クールな同期が私だけに見せる顔
「急になんだよ。お前、どうしてそう極端なの」

「私、少しはあなたの事、他の人より理解してると思う。
だからあなたが、私と付き合う時、どれだけ私に歩み寄らなきゃいけないのか、よくわかるの」

「だからって、なにも今すぐじゃなくたって」

「うん、でも、いい機会だから」

「いい機会だって?なに言ってるの」

「このまま続けるの無理みたい。
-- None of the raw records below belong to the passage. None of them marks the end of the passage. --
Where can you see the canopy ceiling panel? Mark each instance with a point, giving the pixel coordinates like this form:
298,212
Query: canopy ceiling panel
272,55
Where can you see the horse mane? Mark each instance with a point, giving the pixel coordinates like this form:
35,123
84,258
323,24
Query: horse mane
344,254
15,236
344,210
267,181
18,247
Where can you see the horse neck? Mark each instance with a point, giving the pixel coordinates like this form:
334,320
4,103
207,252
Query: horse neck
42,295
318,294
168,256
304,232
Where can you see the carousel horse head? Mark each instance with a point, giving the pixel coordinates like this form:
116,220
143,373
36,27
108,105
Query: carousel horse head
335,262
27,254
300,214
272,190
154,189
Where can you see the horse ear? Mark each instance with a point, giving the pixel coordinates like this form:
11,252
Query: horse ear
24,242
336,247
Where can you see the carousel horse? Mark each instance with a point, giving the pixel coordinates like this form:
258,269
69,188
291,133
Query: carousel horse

ごめん、許して」


「なんで、晴夏が謝るんだ?
お前、まさか本当に、俊介さんと切れてなかったのか?」

「いくらなんでも、それはないって省吾」

「晴夏、お前、いったい何が言いたい?
早く、分かるように説明してくれ。
何が、いけなって言うんだ。はっきり言えよ」


「私ねえ、省吾。
普通にありふれた人生を送りたいの。どこにでもあるような普通の人生」

「だったら、俺たちだって、みんなと同じように結婚すればいいだけじゃないか」

「省吾って、何もわかってないんだね。あなたとは無理なのよ。
私の望むような生活は望めない」

「だから、俺のどこがダメなんだって」

「私ねえ、結論が出るまで、じっと待つのはいいと思うんだ。
迷っても、好きな相手に苦しめられても、いいと思う。

でも、誠実じゃないのはどうしてもダメ。